I due allenatori che hanno segnato gli anni 2000, Guardiola e Mourinho, probabilmente sono i due leader più interessanti del calcio moderno, che si ritroveranno a guidare le due squadre di Manchester. Ora si ritroveranno l’un contro l’altro, in quella che non per niente viene descritta come la città del calcio e in cui il calcio rappresenta la principale attrattiva turistica. Una città che con l’arrivo di entrambi sembra fare quasi un passo decisivo verso la consacrazione tra i principali centri d’Europa. La verità, probabilmente, è che se la rivalità Mourinho-Guardiola non rappresentasse una «narrazione» estrema, niente giustificherebbe i loro smisurati compensi. Forse sarebbero stati più adatti a ruoli invertiti, e questo affascina ancora di più per capire se, al di là del compenso, José e Pep riusciranno a riscaldare i cuori dei rispettavi tifosi sposando i valori dei club.

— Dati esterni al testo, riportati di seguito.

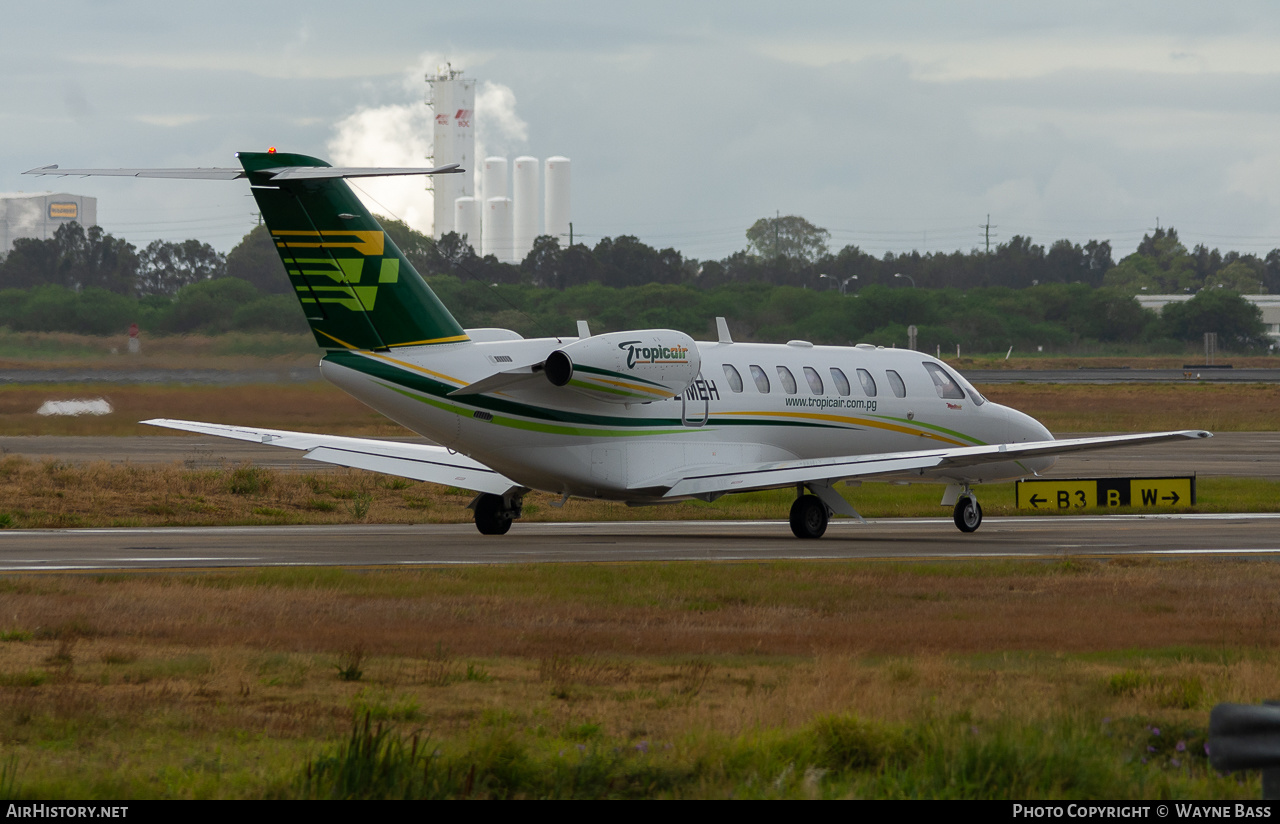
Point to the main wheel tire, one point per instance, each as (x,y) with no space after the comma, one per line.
(490,516)
(808,517)
(968,515)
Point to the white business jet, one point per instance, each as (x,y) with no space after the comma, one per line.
(647,417)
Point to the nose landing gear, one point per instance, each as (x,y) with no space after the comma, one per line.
(968,513)
(809,517)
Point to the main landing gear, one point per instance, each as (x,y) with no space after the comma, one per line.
(494,513)
(809,516)
(968,513)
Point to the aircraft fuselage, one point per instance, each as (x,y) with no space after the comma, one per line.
(752,403)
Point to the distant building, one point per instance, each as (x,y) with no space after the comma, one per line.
(1269,303)
(39,215)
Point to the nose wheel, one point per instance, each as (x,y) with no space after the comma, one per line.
(968,515)
(808,517)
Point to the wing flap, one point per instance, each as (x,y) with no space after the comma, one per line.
(721,480)
(415,461)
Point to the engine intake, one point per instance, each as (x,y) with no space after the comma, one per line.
(627,366)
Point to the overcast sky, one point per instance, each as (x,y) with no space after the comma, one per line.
(895,126)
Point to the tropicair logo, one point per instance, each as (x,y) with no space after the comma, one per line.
(653,355)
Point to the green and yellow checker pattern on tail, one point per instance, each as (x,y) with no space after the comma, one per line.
(356,288)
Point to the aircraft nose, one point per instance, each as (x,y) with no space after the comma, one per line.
(1023,427)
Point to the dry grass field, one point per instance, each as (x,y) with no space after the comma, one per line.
(771,680)
(1144,407)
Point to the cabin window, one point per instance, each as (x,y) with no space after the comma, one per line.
(944,383)
(735,380)
(810,375)
(868,383)
(841,381)
(789,380)
(895,383)
(762,380)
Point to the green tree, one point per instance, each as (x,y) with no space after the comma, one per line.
(787,236)
(1237,277)
(165,268)
(1237,321)
(256,261)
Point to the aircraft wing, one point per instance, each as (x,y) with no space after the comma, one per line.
(718,480)
(416,461)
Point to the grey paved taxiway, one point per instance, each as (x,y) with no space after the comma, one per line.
(1252,536)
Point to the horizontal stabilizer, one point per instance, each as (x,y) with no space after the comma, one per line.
(415,461)
(324,173)
(279,173)
(190,174)
(720,480)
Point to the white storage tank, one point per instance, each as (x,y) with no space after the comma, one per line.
(497,228)
(466,220)
(524,188)
(493,179)
(557,215)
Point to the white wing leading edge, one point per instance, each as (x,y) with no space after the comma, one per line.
(416,461)
(720,480)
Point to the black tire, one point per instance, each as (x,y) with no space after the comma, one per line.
(808,517)
(968,515)
(490,518)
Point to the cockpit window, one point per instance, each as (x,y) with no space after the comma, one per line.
(762,380)
(944,383)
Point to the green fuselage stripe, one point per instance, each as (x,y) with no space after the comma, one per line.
(562,422)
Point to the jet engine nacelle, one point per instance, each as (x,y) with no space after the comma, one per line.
(627,366)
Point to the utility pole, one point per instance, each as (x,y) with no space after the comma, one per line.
(986,232)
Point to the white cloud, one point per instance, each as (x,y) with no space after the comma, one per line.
(1029,56)
(400,134)
(397,134)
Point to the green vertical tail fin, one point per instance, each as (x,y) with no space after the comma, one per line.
(356,288)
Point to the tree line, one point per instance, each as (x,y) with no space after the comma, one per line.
(784,284)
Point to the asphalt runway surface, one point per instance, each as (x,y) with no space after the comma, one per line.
(899,539)
(1244,454)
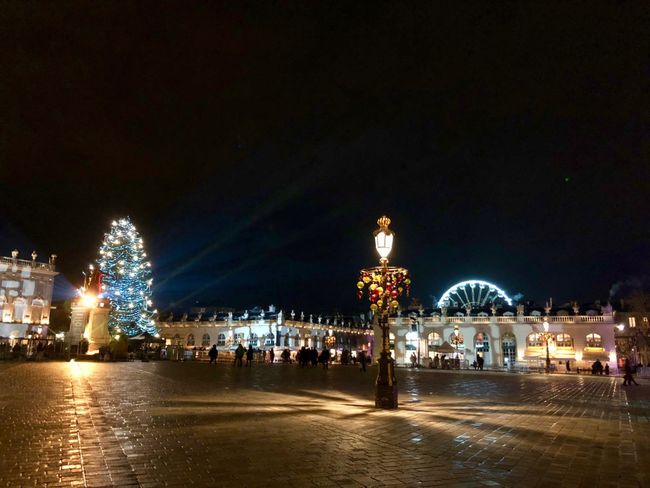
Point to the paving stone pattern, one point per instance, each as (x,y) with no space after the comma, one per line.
(192,424)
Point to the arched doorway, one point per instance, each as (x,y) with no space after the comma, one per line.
(482,346)
(509,348)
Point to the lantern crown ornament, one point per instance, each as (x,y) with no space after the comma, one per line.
(383,239)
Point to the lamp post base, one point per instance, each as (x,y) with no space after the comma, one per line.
(386,385)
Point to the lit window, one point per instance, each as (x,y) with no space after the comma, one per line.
(434,339)
(594,340)
(564,340)
(482,342)
(535,340)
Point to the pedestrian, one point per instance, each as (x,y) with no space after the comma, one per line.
(628,379)
(213,353)
(314,356)
(325,358)
(239,355)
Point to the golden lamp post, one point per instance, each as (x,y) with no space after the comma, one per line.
(384,285)
(547,336)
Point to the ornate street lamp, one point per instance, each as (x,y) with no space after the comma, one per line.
(547,336)
(385,284)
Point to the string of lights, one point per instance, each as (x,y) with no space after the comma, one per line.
(126,279)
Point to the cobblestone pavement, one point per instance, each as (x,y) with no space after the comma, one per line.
(184,424)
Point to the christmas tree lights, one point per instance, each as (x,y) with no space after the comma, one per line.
(126,279)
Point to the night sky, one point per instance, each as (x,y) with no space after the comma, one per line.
(254,144)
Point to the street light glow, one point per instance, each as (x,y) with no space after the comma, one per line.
(383,238)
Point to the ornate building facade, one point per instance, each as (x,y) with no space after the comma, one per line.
(25,295)
(473,318)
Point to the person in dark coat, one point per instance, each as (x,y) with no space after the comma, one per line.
(362,360)
(239,355)
(249,356)
(213,353)
(325,358)
(628,379)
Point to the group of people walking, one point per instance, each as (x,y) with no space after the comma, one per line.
(305,356)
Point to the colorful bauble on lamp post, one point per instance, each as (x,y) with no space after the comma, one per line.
(384,285)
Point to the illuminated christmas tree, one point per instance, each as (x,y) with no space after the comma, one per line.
(126,279)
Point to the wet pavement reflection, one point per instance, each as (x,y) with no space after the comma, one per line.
(180,424)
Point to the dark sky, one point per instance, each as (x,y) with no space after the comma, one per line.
(254,144)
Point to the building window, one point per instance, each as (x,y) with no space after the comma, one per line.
(411,341)
(535,340)
(564,340)
(482,343)
(434,340)
(509,348)
(594,340)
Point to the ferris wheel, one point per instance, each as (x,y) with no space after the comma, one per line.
(473,293)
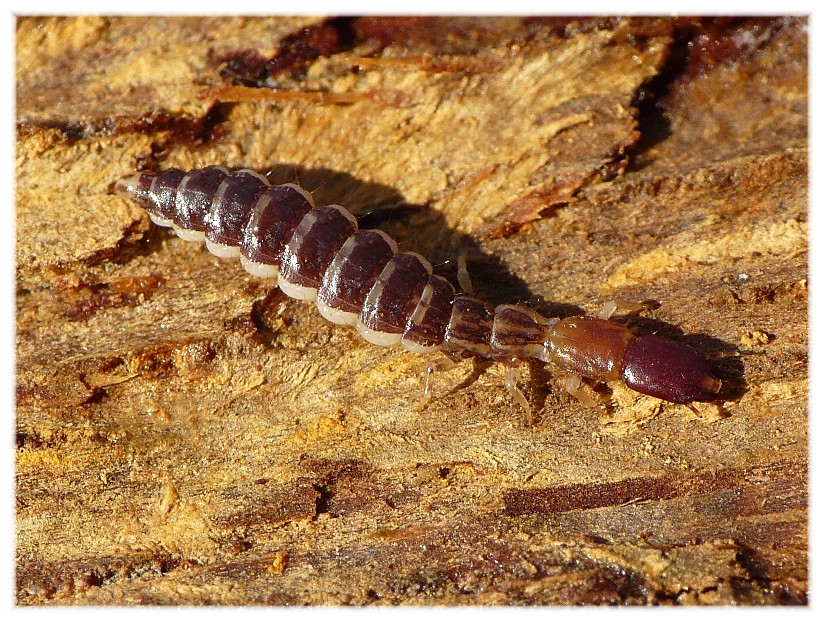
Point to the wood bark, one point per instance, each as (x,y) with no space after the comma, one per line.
(188,435)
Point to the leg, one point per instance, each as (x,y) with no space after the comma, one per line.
(574,386)
(512,375)
(625,307)
(463,274)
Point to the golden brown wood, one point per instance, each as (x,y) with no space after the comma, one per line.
(185,436)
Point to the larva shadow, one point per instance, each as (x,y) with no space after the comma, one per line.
(366,278)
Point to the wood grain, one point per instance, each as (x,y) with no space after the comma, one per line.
(187,435)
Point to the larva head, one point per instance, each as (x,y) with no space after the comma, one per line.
(669,370)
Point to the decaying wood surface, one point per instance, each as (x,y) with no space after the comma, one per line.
(188,435)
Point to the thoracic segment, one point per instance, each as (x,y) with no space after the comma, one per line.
(358,278)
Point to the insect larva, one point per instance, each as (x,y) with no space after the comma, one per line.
(358,277)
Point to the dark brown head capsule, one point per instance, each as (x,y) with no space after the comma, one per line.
(358,278)
(669,370)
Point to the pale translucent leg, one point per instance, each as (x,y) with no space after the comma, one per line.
(463,274)
(512,375)
(612,306)
(574,386)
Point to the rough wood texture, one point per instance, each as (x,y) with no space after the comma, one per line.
(186,436)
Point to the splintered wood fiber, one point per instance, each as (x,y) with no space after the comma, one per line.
(186,434)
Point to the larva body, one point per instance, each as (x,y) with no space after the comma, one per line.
(358,277)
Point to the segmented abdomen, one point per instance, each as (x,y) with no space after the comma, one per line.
(357,277)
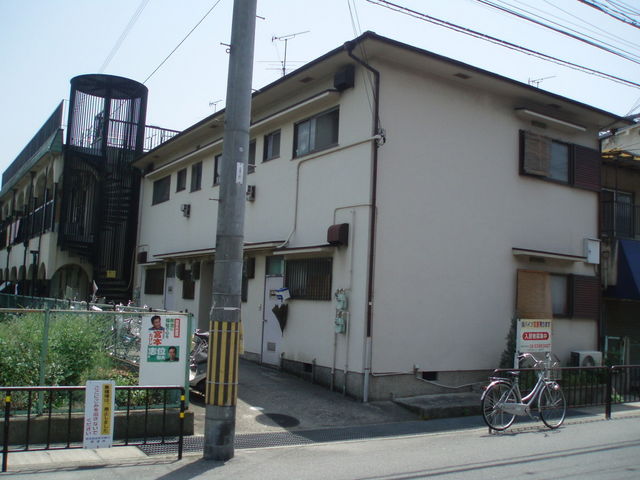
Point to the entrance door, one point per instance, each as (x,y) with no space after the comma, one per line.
(271,333)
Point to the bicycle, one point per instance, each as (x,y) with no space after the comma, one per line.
(502,401)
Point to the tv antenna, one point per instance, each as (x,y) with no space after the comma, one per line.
(285,39)
(537,81)
(214,104)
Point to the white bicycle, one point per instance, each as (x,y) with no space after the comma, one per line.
(502,401)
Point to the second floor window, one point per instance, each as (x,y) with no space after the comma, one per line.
(271,146)
(216,169)
(181,180)
(161,190)
(252,157)
(196,176)
(561,162)
(316,133)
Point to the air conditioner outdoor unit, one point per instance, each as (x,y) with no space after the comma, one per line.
(251,192)
(185,208)
(586,358)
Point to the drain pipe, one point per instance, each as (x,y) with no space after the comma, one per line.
(349,47)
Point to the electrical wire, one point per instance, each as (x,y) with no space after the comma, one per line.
(611,12)
(424,17)
(123,35)
(629,56)
(602,31)
(182,41)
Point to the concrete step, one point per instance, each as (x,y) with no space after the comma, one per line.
(445,405)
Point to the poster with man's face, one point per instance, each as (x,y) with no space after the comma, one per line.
(163,350)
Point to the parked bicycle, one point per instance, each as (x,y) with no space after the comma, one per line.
(502,401)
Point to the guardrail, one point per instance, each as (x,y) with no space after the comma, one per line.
(590,386)
(52,418)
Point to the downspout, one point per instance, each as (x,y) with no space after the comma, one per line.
(349,47)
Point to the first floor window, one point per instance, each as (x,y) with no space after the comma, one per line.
(154,281)
(161,190)
(188,287)
(553,295)
(309,279)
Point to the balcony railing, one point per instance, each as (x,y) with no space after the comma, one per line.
(156,136)
(620,219)
(24,227)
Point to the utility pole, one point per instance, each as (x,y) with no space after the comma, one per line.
(224,325)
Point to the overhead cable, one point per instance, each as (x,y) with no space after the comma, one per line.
(424,17)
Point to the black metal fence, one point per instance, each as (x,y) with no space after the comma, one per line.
(590,386)
(52,418)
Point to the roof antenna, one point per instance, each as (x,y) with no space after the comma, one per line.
(537,81)
(286,38)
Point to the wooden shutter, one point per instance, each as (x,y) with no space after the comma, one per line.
(586,297)
(535,153)
(533,298)
(586,168)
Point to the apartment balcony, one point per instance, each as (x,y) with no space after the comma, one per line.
(620,220)
(23,227)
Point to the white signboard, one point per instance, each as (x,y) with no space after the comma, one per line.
(99,409)
(533,335)
(164,349)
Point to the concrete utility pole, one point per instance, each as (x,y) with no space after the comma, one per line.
(224,325)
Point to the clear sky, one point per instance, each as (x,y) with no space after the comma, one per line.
(44,43)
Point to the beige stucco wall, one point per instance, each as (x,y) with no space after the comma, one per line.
(452,205)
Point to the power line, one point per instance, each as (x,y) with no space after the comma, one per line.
(123,35)
(497,41)
(612,12)
(182,41)
(601,31)
(574,36)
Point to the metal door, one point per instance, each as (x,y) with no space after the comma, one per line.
(271,333)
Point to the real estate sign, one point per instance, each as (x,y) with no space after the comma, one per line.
(533,335)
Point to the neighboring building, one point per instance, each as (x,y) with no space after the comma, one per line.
(442,199)
(620,229)
(69,209)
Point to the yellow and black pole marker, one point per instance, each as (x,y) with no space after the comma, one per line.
(222,380)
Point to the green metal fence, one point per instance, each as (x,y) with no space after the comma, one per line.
(41,347)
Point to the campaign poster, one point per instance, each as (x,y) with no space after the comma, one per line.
(163,349)
(99,408)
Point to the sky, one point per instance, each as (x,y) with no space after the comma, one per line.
(45,43)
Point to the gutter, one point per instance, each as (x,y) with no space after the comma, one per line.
(376,130)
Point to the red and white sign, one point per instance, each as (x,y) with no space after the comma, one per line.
(533,335)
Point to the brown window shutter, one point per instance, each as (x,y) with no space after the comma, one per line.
(533,298)
(586,297)
(586,168)
(535,152)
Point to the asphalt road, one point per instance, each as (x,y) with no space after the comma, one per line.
(591,448)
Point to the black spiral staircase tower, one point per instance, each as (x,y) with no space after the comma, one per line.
(100,191)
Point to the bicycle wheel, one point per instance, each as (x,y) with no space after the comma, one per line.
(552,405)
(491,403)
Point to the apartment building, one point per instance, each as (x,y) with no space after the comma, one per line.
(68,206)
(402,209)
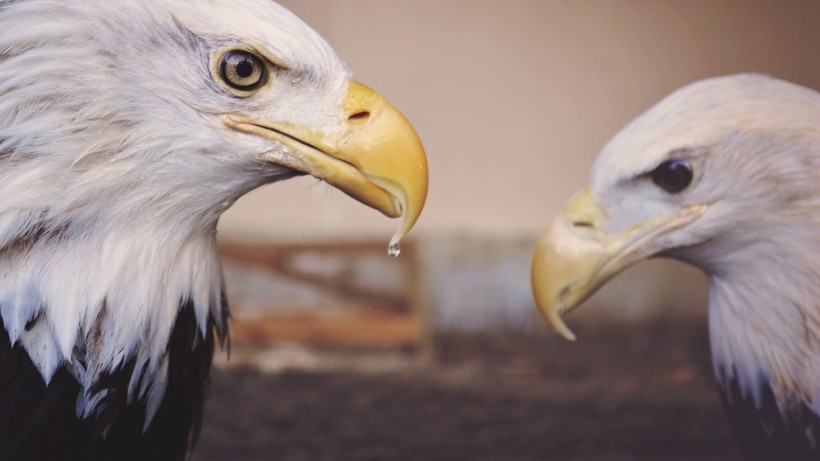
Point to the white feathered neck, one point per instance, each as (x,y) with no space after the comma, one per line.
(114,170)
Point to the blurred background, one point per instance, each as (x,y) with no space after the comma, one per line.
(513,101)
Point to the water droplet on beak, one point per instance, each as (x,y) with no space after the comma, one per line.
(394,249)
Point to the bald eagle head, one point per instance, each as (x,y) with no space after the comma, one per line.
(721,174)
(128,127)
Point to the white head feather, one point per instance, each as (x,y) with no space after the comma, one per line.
(114,166)
(754,145)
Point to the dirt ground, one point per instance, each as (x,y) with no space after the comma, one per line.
(622,392)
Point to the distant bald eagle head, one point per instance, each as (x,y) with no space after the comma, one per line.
(126,128)
(723,174)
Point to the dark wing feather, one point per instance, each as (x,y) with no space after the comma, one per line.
(765,432)
(39,423)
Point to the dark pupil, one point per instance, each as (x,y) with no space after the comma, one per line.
(244,68)
(673,176)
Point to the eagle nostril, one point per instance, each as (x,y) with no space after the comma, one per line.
(359,117)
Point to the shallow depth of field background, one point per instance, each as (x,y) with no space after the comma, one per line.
(513,101)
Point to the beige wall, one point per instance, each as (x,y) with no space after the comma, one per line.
(514,99)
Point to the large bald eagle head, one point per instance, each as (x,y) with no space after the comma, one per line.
(722,174)
(127,127)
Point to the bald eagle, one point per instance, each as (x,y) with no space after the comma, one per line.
(126,128)
(722,174)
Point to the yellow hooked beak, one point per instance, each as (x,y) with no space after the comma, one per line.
(376,157)
(575,257)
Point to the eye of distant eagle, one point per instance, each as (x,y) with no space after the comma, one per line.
(242,70)
(673,175)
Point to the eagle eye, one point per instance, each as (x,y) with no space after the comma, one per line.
(673,175)
(242,70)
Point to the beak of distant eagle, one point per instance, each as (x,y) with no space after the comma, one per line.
(575,256)
(376,158)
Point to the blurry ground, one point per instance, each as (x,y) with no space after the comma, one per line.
(637,392)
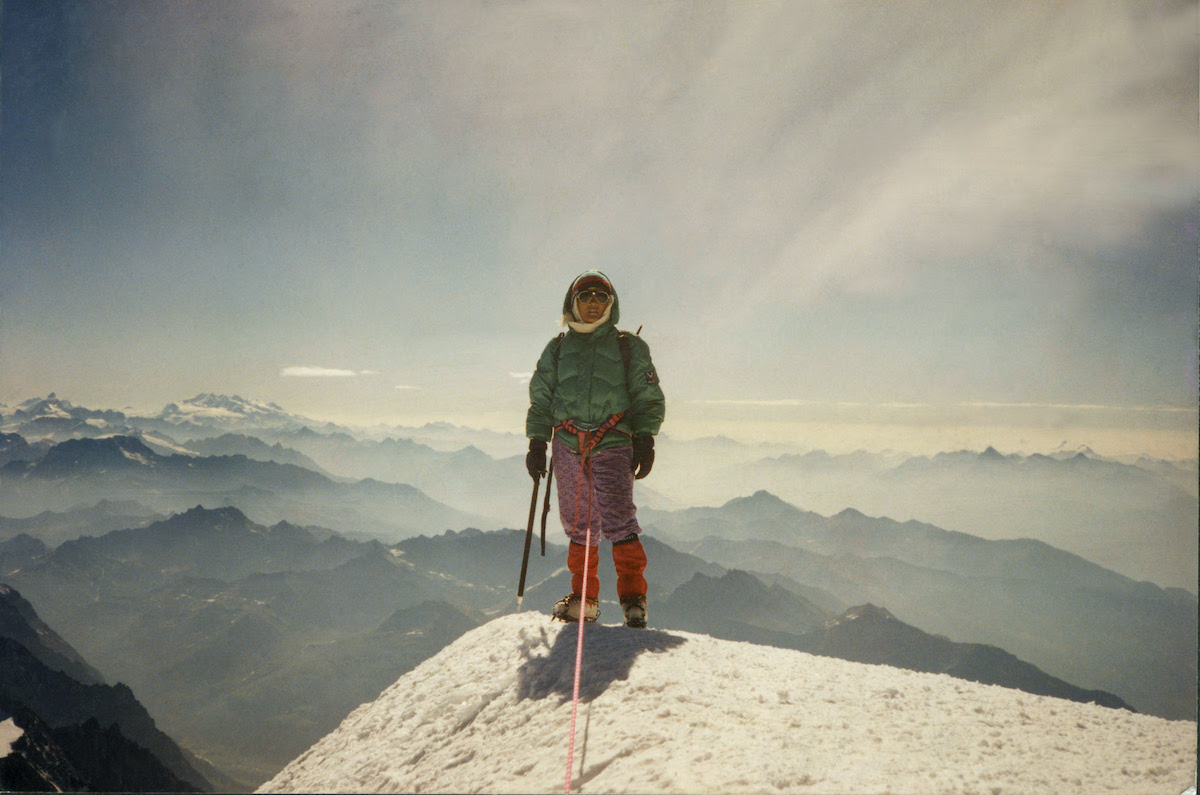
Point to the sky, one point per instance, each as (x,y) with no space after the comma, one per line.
(839,225)
(682,712)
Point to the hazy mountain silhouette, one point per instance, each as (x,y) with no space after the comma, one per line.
(121,467)
(102,731)
(1067,616)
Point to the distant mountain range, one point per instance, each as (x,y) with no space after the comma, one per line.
(246,641)
(249,643)
(1049,607)
(85,471)
(1137,516)
(76,731)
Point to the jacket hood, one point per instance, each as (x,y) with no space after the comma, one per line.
(588,275)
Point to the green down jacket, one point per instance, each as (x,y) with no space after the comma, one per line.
(582,377)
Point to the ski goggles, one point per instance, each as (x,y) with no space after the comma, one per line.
(598,296)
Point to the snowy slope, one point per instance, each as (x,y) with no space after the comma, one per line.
(681,712)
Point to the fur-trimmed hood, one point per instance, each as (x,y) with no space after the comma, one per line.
(613,310)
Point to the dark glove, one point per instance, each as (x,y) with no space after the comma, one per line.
(643,456)
(535,459)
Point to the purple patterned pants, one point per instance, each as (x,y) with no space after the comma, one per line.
(606,495)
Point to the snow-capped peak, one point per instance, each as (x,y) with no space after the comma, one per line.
(681,712)
(226,410)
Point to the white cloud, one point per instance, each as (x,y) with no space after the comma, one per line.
(321,372)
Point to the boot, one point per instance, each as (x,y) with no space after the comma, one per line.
(568,609)
(635,611)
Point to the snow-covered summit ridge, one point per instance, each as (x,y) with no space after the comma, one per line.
(675,711)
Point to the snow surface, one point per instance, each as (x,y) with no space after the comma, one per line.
(10,733)
(682,712)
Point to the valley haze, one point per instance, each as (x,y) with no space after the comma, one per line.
(234,562)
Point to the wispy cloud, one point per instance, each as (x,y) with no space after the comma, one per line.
(323,372)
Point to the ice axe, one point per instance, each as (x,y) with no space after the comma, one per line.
(533,513)
(525,559)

Mourinho e Guardiola si affronteranno in una Premier League sempre più ricca che concentra molti altri coach di valore (Klopp, Wenger, Pochettino, Bilic, e ben sei italiani tra i quali Ranieri, il campione in carica e Antonio Conte, attuale CT della nazionale): in un momento, quindi, che accentua il privilegio di cercare la soluzione della loro rivalità – o la sua definitiva sospensione – nella Terra Madre del football. Ma il privilegio è anche inverso, perché l’Inghilterra assisterà a un confronto – qualunque ne sia l’esito – unico e irripetibile; e in questo senso sembrerà davvero che per un attimo l’antico stemma di Edoardo III – con Mourinho e Guardiola nella stessa città – possa ricomporsi e risplendere. In un libro avvincente in uscita a settembre (Baldini&Castoldi), Paolo Condò equipara i due coach ai Duellanti di Ridley Scott. Analogia efficace, sia per la contrapposizione tra i due ufficiali di età napoleonica (Armand D’Hubert -Keith Carradine, «algido» e «nobile» come Guardiola; Gabriel Ferraud- Harvey Keitel, «orgoglioso» e «sanguigno» come Mourinho), sia perché è il secondo a provocare il primo, a trascinarlo «nel fango» di un conflitto amorale che spezza ogni codice. Non c’è dubbio che anche l’attuale ricongiungimento a Manchester sia stato cercato da Mourinho e subìto da Guardiola. A quanto pare l’«azzurro-cielo» del City ha già subito in età moderna un tentativo di riconversione demoniaca.